I was checking up on my Betterment investment account.

15 Answers

+11 votes
by (3.4k points)
Seems pretty moderate to me. I always thought aggressive is when you have over 80 in stocks. Personally I have 70/15/15 stocks/bonds/cash
+7 votes
by (4.9k points)
I'm in an aggressive account with wealthfront which is 80/20. How old are you? It could be too aggressive if you're really close to retirement.  
+5 votes
by (8.3k points)
I’m not sure how old you are but 40/60 is WAY too conservative for somebody that isn’t retired yet.  
+13 votes
by (450 points)
Way too conservative unless you are retiring soon.  
+5 votes
by (590 points)
Age and goals are needed for sure
+2 votes
by (670 points)
“Aggressive” depends on your age and the purpose of the account. I have a vanguard account fund that is 80/20 bonds to stocks, but I’m using it to to save for a down payment on a house. For its purpose, it’s probably a little too aggressive.  
+6 votes
by (2.8k points)
Change you time horizon
+9 votes
by (7.9k points)
I’d say that was conservative, I wouldn’t normally hold bonds in my investments unless I was going to withdraw from it in the near term
+2 votes
by (6.3k points)
The only reason to go that conservative is if you need the money in the next year or two.  
+8 votes
by (2.8k points)
If for an emergency fund or near term use, it may be aggressive depending on your risk tolerance
+1 vote
by (9.7k points)
That's hella conservative.
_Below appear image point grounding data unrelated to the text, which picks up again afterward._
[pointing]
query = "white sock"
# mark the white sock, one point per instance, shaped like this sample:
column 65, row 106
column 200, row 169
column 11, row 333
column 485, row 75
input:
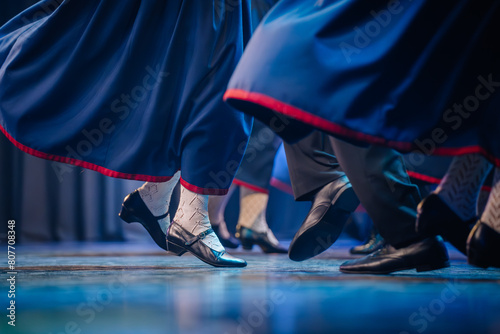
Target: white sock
column 460, row 187
column 491, row 215
column 157, row 196
column 192, row 215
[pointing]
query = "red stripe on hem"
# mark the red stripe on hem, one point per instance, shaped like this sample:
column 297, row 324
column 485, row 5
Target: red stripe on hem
column 280, row 185
column 250, row 186
column 203, row 191
column 435, row 180
column 84, row 164
column 325, row 125
column 425, row 178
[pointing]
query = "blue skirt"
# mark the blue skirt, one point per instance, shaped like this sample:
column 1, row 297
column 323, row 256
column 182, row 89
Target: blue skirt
column 420, row 76
column 132, row 89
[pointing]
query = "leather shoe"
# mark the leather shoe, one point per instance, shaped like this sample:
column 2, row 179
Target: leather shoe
column 230, row 242
column 135, row 210
column 434, row 217
column 331, row 207
column 267, row 243
column 180, row 239
column 483, row 246
column 425, row 255
column 373, row 244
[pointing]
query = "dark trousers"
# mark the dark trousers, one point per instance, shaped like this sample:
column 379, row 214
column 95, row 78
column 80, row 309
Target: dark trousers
column 377, row 174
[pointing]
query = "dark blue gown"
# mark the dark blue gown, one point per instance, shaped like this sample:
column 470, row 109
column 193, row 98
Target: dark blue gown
column 132, row 89
column 417, row 75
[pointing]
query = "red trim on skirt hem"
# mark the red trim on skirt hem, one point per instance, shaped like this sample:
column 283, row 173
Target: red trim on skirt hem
column 280, row 185
column 250, row 186
column 333, row 128
column 203, row 191
column 435, row 180
column 108, row 172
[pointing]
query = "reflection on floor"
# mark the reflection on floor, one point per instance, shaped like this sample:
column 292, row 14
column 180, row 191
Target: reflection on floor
column 124, row 288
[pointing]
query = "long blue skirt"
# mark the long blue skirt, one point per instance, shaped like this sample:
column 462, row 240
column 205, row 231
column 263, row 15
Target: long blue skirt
column 132, row 89
column 419, row 76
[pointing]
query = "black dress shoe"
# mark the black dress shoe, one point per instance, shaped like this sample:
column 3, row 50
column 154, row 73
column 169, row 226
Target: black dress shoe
column 331, row 207
column 180, row 239
column 230, row 242
column 434, row 217
column 425, row 255
column 483, row 246
column 249, row 237
column 373, row 244
column 135, row 210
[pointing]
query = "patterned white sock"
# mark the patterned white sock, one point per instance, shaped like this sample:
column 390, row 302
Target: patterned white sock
column 157, row 196
column 460, row 187
column 192, row 215
column 491, row 215
column 216, row 208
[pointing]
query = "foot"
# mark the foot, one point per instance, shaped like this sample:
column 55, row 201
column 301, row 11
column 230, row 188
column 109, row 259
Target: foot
column 483, row 246
column 135, row 210
column 226, row 239
column 425, row 255
column 434, row 217
column 265, row 240
column 373, row 244
column 179, row 240
column 331, row 207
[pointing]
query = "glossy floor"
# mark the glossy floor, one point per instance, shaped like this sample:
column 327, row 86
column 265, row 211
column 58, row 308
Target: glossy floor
column 127, row 288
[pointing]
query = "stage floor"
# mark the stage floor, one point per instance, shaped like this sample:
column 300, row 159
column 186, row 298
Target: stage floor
column 135, row 288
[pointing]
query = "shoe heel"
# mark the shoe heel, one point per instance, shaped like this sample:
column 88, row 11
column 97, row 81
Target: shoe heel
column 175, row 249
column 126, row 216
column 432, row 266
column 247, row 244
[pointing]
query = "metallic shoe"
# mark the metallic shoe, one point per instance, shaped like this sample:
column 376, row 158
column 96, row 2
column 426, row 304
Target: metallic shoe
column 265, row 240
column 331, row 207
column 180, row 239
column 135, row 210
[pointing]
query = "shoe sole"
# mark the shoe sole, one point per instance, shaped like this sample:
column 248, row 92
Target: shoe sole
column 172, row 245
column 154, row 231
column 421, row 268
column 320, row 236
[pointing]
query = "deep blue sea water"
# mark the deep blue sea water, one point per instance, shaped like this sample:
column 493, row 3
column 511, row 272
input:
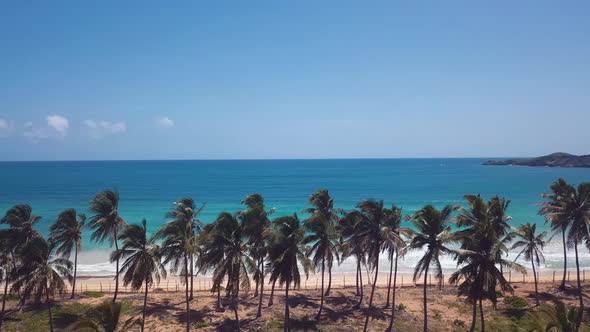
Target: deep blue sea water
column 149, row 188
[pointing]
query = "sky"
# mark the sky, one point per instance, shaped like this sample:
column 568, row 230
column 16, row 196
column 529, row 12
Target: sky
column 128, row 80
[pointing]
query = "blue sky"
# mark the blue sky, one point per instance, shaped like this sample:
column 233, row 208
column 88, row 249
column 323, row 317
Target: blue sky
column 300, row 79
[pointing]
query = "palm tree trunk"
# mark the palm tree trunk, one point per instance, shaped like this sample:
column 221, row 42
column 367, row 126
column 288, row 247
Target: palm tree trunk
column 358, row 305
column 474, row 317
column 286, row 323
column 192, row 274
column 483, row 323
column 116, row 267
column 317, row 317
column 75, row 268
column 259, row 312
column 329, row 279
column 579, row 287
column 535, row 278
column 272, row 293
column 564, row 259
column 186, row 295
column 49, row 309
column 425, row 302
column 144, row 306
column 393, row 298
column 4, row 300
column 389, row 280
column 371, row 297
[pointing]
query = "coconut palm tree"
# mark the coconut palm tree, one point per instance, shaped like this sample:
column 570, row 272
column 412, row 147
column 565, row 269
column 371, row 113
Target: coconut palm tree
column 286, row 250
column 106, row 223
column 532, row 248
column 322, row 237
column 39, row 274
column 102, row 318
column 142, row 263
column 66, row 234
column 432, row 233
column 255, row 223
column 186, row 212
column 228, row 246
column 323, row 208
column 178, row 245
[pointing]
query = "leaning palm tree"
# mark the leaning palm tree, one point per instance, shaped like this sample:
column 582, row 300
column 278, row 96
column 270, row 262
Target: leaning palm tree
column 178, row 244
column 532, row 248
column 255, row 223
column 323, row 208
column 228, row 245
column 555, row 215
column 433, row 233
column 65, row 234
column 106, row 223
column 41, row 275
column 142, row 263
column 322, row 237
column 286, row 250
column 102, row 318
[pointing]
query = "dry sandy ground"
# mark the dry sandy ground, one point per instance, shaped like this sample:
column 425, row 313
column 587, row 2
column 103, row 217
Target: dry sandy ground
column 166, row 310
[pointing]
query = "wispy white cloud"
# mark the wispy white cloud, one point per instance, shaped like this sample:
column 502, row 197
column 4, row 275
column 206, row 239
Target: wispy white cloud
column 164, row 122
column 59, row 124
column 100, row 129
column 5, row 127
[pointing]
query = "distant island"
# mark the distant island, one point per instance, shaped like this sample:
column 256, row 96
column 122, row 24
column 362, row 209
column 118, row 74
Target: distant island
column 558, row 159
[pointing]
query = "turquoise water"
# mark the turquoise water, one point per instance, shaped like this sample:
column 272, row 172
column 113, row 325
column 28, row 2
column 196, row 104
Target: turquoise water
column 148, row 188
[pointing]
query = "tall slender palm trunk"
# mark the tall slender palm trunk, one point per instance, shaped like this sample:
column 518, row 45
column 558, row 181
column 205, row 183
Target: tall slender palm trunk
column 425, row 302
column 535, row 278
column 49, row 309
column 259, row 312
column 116, row 268
column 272, row 293
column 75, row 268
column 483, row 322
column 186, row 295
column 4, row 301
column 317, row 317
column 393, row 298
column 389, row 279
column 474, row 317
column 562, row 286
column 579, row 321
column 371, row 297
column 144, row 307
column 287, row 323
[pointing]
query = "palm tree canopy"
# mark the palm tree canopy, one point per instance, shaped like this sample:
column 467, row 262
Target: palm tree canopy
column 142, row 257
column 105, row 219
column 66, row 232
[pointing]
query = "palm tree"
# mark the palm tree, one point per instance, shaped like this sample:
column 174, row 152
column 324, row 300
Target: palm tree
column 322, row 237
column 102, row 318
column 65, row 234
column 179, row 244
column 186, row 212
column 434, row 234
column 228, row 246
column 482, row 250
column 142, row 263
column 569, row 207
column 286, row 250
column 39, row 274
column 255, row 224
column 106, row 223
column 532, row 247
column 323, row 208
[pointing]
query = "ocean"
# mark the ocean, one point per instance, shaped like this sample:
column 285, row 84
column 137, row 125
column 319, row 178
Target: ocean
column 149, row 188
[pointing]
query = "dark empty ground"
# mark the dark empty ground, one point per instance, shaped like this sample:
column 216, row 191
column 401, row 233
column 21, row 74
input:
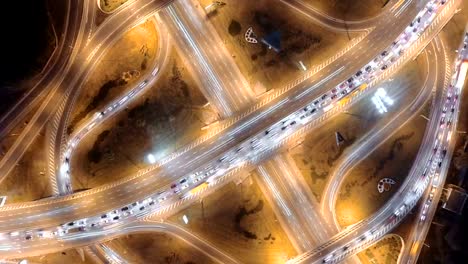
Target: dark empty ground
column 300, row 40
column 27, row 45
column 158, row 248
column 169, row 115
column 385, row 251
column 28, row 181
column 350, row 10
column 68, row 256
column 317, row 155
column 120, row 68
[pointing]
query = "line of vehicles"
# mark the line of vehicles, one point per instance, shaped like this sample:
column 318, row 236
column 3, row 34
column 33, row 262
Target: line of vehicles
column 200, row 179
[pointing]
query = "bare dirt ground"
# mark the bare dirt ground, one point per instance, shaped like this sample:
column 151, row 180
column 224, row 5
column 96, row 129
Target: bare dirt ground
column 385, row 251
column 349, row 10
column 28, row 181
column 244, row 226
column 158, row 248
column 447, row 238
column 317, row 155
column 111, row 5
column 359, row 197
column 169, row 115
column 301, row 40
column 117, row 71
column 67, row 256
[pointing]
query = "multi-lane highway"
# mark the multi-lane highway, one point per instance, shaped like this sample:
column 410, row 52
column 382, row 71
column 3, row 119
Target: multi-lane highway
column 218, row 76
column 53, row 224
column 430, row 199
column 374, row 138
column 127, row 194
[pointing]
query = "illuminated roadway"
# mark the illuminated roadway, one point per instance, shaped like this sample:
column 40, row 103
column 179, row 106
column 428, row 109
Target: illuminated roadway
column 219, row 78
column 128, row 193
column 365, row 146
column 427, row 164
column 104, row 36
column 424, row 215
column 305, row 8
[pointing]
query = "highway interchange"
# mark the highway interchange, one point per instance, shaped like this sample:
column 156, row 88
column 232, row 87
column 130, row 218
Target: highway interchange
column 249, row 136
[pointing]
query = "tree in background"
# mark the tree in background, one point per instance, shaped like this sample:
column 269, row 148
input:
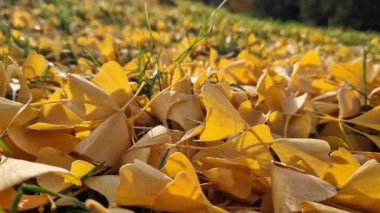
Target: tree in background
column 358, row 14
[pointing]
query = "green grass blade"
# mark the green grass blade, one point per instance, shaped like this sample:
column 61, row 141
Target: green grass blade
column 6, row 148
column 151, row 40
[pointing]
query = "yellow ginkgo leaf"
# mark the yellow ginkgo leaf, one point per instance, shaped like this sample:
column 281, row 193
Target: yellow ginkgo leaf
column 349, row 72
column 230, row 176
column 27, row 202
column 55, row 116
column 146, row 186
column 250, row 115
column 107, row 48
column 178, row 162
column 222, row 119
column 108, row 141
column 140, row 184
column 313, row 207
column 83, row 91
column 53, row 157
column 80, row 168
column 9, row 109
column 370, row 119
column 253, row 143
column 15, row 171
column 34, row 65
column 113, row 80
column 343, row 166
column 288, row 189
column 312, row 152
column 349, row 102
column 361, row 192
column 311, row 58
column 106, row 185
column 32, row 141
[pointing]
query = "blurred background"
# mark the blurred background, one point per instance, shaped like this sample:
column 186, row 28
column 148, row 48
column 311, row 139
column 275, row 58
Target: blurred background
column 356, row 14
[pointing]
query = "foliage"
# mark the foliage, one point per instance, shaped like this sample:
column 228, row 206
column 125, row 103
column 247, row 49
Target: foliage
column 123, row 106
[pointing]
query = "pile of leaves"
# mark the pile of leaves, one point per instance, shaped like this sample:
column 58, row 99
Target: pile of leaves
column 114, row 106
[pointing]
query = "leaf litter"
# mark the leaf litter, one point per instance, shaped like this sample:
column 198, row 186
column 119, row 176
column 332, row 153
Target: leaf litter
column 120, row 107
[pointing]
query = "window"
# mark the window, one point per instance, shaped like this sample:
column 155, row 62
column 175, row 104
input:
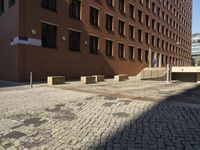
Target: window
column 163, row 43
column 162, row 59
column 11, row 3
column 141, row 2
column 158, row 27
column 1, row 6
column 48, row 4
column 109, row 22
column 166, row 60
column 121, row 50
column 139, row 35
column 122, row 6
column 75, row 6
column 131, row 52
column 140, row 16
column 146, row 56
column 94, row 16
column 94, row 44
column 153, row 8
column 158, row 42
column 159, row 14
column 49, row 35
column 109, row 3
column 147, row 38
column 121, row 27
column 74, row 40
column 109, row 48
column 147, row 4
column 139, row 54
column 152, row 40
column 153, row 24
column 131, row 31
column 132, row 11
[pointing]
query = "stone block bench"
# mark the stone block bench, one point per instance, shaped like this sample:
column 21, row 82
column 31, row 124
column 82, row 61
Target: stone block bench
column 99, row 78
column 54, row 80
column 88, row 79
column 121, row 77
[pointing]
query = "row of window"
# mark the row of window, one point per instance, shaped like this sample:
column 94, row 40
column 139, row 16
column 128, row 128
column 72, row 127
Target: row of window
column 75, row 8
column 2, row 5
column 49, row 40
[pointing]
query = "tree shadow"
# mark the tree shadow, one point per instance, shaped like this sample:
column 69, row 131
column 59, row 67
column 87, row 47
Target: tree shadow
column 163, row 126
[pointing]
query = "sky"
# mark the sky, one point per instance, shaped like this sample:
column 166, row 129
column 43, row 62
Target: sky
column 196, row 17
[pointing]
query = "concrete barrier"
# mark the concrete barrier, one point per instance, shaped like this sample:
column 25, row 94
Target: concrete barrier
column 88, row 79
column 54, row 80
column 99, row 78
column 121, row 77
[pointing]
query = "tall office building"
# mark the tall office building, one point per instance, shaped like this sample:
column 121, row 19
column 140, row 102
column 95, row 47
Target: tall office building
column 196, row 48
column 85, row 37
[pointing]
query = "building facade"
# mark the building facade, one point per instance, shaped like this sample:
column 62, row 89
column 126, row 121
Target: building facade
column 85, row 37
column 196, row 48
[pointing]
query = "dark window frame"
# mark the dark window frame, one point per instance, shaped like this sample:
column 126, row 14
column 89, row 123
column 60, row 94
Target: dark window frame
column 47, row 5
column 94, row 44
column 47, row 38
column 94, row 16
column 74, row 40
column 131, row 52
column 121, row 50
column 109, row 48
column 2, row 7
column 109, row 23
column 75, row 9
column 11, row 3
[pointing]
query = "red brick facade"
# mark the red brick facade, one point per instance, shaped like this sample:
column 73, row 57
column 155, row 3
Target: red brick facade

I'm 37 and have mostly all stocks. Unless you're within 20 years of retirement I wouldn't have any bonds.  
+2 votes
by (830 points)
Check out M1 Finance, offers you a little more control and no management fees except expense ratios associated with ETFs etc.  
+2 votes
by (4.6k points)
Mine says 'Moderate' and it's at 90/10. I'm 28 though, , so maybe takes age into account
0 votes
by (4.8k points)
Thanks for reminding me that it’s likely tied to goal. It’s my emergency fund.  
+15 votes
by (630 points)
On this note, I'm currently in the process of getting into a dynamic fund at my bank, and it contains about 85% stocks 15% bonds. I guess that's considered really agressive, but the logic was that I won't be needing the money in the foreseeable future (20 y/o student atm with no real costs. Thank you Europe for the education system! ), so that it would actually be the best choice for growth in the long term. Is this reasoning valid?  
by (630 points)
PS. My investments are spread out periodically (each 2 weeks) to mitigate the risk of getting a high buy price.